The “Narrowest” Rally in 25 Years
What truly makes the current market environment resemble 2000 is not just how much the indices have risen, but howthey have risen.
Goldman Sachs Chief U.S. Equity Strategist Ben Snider stated: “The index looks strong, but the median S&P 500 stock is still about 13% below its previous high.” This gap between the median stock and the index itself is one of the widest divergences seen in roughly 25 years.
Another detail worth noting: Nvidia actually fell 1% on the day. The biggest “AI icon” did not rise.
Capital instead flowed into second-tier memory chip and foundry-related names such as Micron, Intel, and SanDisk. This suggests the market has shifted from “buying high-certainty leaders” to a mentality where “anything related to AI deserves a share of the rally,” which in some ways resembles the sentiment of 2000. Back then, the market believed all internet infrastructure companies were valuable — not just Cisco and Sun Microsystems. Any company capable of telling a bandwidth story could attract speculative enthusiasm.
Combining these two observations — weak breadth among median stocks and capital rotating from market leaders into second- and third-tier names — the market is beginning to display a classic sign of late-stage bull market fatigue: fewer and fewer stocks are driving the indices higher, and even those stocks are benefiting mainly from rotational flows rather than durable fundamental consensus.

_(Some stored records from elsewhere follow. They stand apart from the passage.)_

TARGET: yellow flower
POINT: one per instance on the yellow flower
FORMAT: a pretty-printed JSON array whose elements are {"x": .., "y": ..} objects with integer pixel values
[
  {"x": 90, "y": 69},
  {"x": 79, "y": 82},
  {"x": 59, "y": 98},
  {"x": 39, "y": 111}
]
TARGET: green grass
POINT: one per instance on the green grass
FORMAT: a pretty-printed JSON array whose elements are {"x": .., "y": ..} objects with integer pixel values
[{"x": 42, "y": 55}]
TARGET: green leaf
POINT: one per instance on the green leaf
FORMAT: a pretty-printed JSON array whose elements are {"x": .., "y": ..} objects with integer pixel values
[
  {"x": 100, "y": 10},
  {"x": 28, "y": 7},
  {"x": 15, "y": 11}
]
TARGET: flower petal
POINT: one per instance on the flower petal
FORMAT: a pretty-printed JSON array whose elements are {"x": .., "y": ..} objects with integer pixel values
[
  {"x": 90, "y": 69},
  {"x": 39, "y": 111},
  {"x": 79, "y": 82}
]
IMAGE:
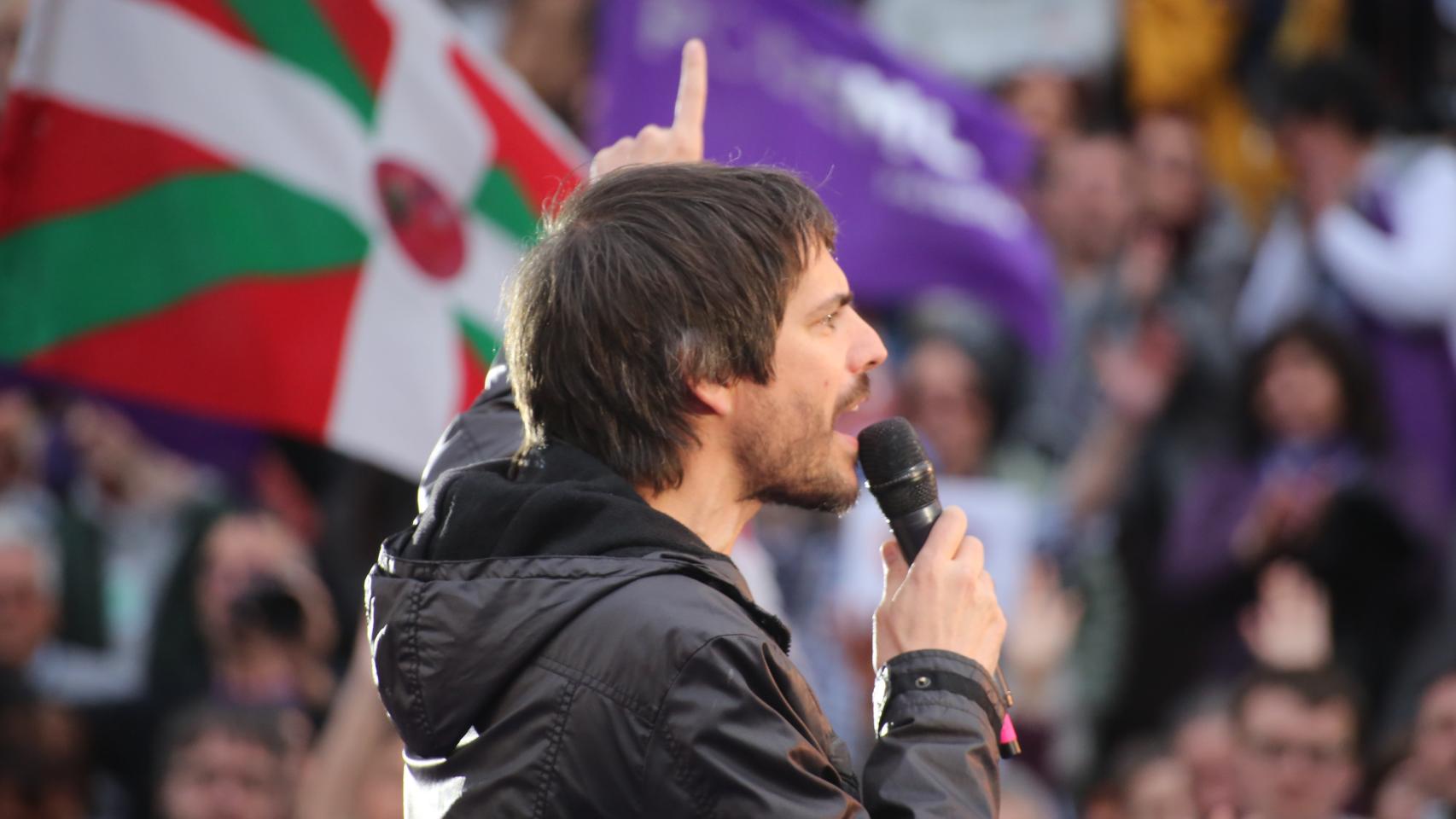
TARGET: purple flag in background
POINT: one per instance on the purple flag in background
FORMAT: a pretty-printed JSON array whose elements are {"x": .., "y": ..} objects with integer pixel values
[{"x": 922, "y": 173}]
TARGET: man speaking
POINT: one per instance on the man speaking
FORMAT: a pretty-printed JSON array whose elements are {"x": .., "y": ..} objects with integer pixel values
[{"x": 562, "y": 631}]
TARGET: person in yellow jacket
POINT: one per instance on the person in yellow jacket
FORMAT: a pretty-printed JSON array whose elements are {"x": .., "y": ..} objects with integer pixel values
[{"x": 1188, "y": 55}]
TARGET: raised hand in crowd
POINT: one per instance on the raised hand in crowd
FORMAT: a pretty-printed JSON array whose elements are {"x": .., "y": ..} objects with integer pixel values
[
  {"x": 1047, "y": 621},
  {"x": 946, "y": 601},
  {"x": 682, "y": 140},
  {"x": 1284, "y": 511},
  {"x": 1289, "y": 627}
]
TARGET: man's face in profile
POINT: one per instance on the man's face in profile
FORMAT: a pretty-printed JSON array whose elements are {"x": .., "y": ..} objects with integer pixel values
[{"x": 783, "y": 439}]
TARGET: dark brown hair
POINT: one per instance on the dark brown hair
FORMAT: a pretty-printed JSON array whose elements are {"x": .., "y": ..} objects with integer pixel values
[
  {"x": 1315, "y": 687},
  {"x": 647, "y": 281},
  {"x": 1363, "y": 409}
]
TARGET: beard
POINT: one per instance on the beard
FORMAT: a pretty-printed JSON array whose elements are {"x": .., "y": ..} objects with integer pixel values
[{"x": 788, "y": 456}]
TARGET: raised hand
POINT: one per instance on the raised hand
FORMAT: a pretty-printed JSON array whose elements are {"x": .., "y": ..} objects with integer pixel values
[
  {"x": 1289, "y": 624},
  {"x": 682, "y": 142},
  {"x": 946, "y": 601}
]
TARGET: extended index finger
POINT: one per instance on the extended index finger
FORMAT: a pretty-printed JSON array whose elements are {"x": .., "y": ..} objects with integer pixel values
[
  {"x": 692, "y": 89},
  {"x": 946, "y": 537}
]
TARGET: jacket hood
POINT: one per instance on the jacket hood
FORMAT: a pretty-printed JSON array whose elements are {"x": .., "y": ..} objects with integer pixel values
[{"x": 501, "y": 559}]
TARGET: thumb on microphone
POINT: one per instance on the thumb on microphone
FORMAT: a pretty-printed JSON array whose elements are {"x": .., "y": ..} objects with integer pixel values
[{"x": 896, "y": 567}]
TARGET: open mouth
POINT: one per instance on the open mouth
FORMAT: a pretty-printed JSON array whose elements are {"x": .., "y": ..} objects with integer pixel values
[{"x": 845, "y": 421}]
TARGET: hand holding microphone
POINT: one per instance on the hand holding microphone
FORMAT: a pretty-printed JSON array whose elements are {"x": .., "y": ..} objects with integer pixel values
[{"x": 946, "y": 600}]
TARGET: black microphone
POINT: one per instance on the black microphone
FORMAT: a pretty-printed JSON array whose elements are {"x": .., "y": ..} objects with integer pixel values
[{"x": 901, "y": 479}]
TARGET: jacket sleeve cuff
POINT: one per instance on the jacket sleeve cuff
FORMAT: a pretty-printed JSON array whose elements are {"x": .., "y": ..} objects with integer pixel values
[{"x": 934, "y": 671}]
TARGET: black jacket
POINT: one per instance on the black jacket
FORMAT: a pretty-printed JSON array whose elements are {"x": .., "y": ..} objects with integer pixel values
[{"x": 550, "y": 645}]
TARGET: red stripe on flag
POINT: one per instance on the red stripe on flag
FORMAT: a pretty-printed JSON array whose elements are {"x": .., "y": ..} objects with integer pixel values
[
  {"x": 472, "y": 375},
  {"x": 364, "y": 34},
  {"x": 257, "y": 351},
  {"x": 532, "y": 159},
  {"x": 57, "y": 159},
  {"x": 216, "y": 15}
]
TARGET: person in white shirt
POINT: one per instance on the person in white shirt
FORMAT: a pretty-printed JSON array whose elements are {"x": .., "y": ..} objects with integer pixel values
[{"x": 1367, "y": 241}]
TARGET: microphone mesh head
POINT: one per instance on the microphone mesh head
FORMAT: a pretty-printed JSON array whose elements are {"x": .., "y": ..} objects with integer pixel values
[{"x": 888, "y": 450}]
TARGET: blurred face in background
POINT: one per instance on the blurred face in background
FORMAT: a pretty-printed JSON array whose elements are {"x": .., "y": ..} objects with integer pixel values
[
  {"x": 1317, "y": 148},
  {"x": 22, "y": 439},
  {"x": 941, "y": 396},
  {"x": 224, "y": 777},
  {"x": 1168, "y": 167},
  {"x": 1299, "y": 394},
  {"x": 26, "y": 606},
  {"x": 1400, "y": 796},
  {"x": 1296, "y": 761},
  {"x": 1086, "y": 200},
  {"x": 108, "y": 444},
  {"x": 1208, "y": 750},
  {"x": 1435, "y": 750},
  {"x": 237, "y": 550},
  {"x": 1045, "y": 103},
  {"x": 1159, "y": 789}
]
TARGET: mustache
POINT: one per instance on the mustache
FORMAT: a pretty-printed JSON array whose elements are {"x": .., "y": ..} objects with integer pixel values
[{"x": 858, "y": 393}]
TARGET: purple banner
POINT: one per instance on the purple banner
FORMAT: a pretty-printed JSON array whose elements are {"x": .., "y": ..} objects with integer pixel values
[{"x": 923, "y": 175}]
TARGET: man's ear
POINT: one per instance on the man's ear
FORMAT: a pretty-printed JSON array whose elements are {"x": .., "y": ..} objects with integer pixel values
[{"x": 715, "y": 399}]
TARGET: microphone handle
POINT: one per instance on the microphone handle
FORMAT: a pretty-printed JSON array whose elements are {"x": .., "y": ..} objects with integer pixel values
[{"x": 911, "y": 531}]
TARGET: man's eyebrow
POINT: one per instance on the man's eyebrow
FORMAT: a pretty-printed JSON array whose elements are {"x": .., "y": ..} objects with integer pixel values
[{"x": 836, "y": 301}]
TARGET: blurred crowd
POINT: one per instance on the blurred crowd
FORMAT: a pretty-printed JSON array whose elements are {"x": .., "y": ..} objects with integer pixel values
[{"x": 1222, "y": 515}]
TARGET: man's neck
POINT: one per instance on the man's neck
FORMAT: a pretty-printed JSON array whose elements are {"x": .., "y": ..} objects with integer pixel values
[{"x": 708, "y": 502}]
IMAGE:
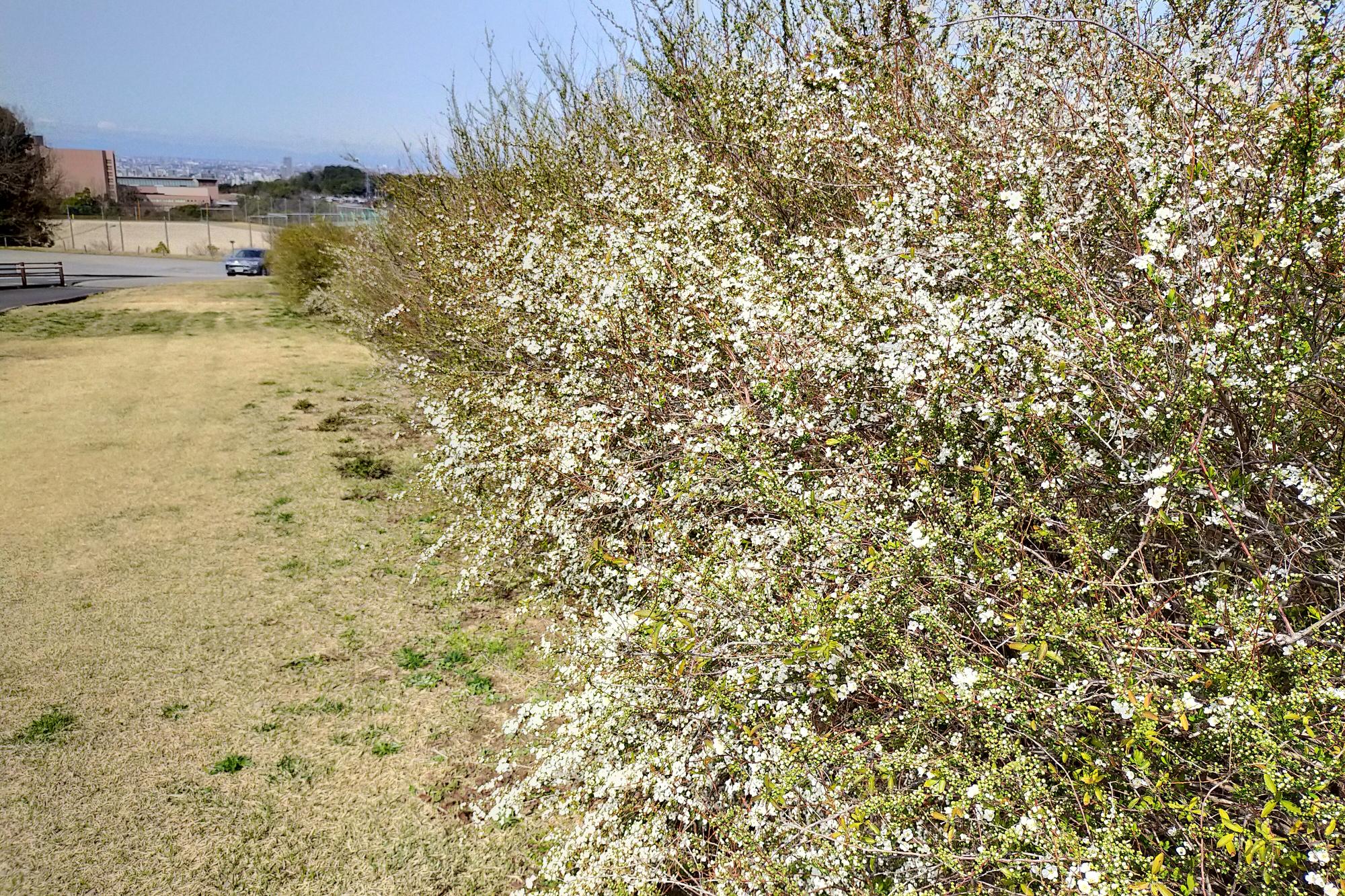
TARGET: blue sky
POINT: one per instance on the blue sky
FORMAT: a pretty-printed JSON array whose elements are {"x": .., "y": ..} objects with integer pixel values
[{"x": 255, "y": 80}]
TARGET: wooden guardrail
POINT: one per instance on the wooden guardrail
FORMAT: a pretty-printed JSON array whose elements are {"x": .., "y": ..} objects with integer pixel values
[{"x": 33, "y": 274}]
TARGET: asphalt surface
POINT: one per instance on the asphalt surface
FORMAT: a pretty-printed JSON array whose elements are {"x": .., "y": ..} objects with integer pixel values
[{"x": 88, "y": 275}]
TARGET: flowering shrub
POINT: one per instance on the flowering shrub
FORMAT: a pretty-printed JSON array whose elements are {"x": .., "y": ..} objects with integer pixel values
[{"x": 925, "y": 431}]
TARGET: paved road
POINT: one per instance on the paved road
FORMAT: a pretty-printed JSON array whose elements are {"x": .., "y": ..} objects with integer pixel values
[{"x": 89, "y": 275}]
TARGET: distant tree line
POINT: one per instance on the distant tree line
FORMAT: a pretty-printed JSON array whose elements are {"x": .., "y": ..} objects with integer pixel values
[
  {"x": 28, "y": 192},
  {"x": 329, "y": 181}
]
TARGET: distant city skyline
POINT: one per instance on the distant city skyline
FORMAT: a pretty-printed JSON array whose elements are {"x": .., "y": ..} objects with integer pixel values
[{"x": 256, "y": 83}]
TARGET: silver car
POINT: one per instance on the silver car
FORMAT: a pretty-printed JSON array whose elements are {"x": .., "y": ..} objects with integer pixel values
[{"x": 247, "y": 261}]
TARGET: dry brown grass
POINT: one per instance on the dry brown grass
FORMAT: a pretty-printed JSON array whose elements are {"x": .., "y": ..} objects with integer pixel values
[
  {"x": 185, "y": 237},
  {"x": 159, "y": 589}
]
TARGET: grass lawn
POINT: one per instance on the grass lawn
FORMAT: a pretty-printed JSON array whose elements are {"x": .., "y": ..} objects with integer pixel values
[{"x": 216, "y": 673}]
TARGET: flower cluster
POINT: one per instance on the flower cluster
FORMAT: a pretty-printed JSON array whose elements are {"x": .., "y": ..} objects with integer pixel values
[{"x": 923, "y": 430}]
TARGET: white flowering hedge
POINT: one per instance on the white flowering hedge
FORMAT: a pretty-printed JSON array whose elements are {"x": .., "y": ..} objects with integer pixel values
[{"x": 925, "y": 428}]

The Real Market Situation Looks More Concerning
A survey by Ernst & Young provides an even harsher reality check: 99% of surveyed companies reported AI-related financial losses, with each company conservatively estimating average losses of $4.4 million.
In other words, while consumer enthusiasm around AI remains extremely strong, almost no enterprise has yet managed to truly profit from AI investments.
So the current market situation looks like this: on one side, the Philadelphia Semiconductor Index is rallying at the same speed seen at the peak of the tech bubble 24 years ago, with gains highly concentrated in a small number of stocks; on the other side, financial returns from enterprise AI investment remain alarmingly poor.
Only the “shovel sellers” are thriving, while the “gold miners” are still losing money.
Jefferies analyst Chris Wood also noted in an early May report that capital expenditures among global technology giants are approaching the limits of operating cash flow. By 2026, capex could account for as much as 90% of operating cash flow.If revenue growth fails to keep pace, these companies may have almost no room left for adjustment.
In 2000, investors believed the internet would immediately reshape every industry. Today, the market is pricing in AI as a multi-decade supercycle for computing power, with the assumption that this arms race will eventually produce clear winners — and that those winners will earn profits far exceeding current valuations.That assumption may ultimately prove correct.
But just as it did 24 years ago, the path toward being “right” may first involve enormous volatility and painful corrections along the way.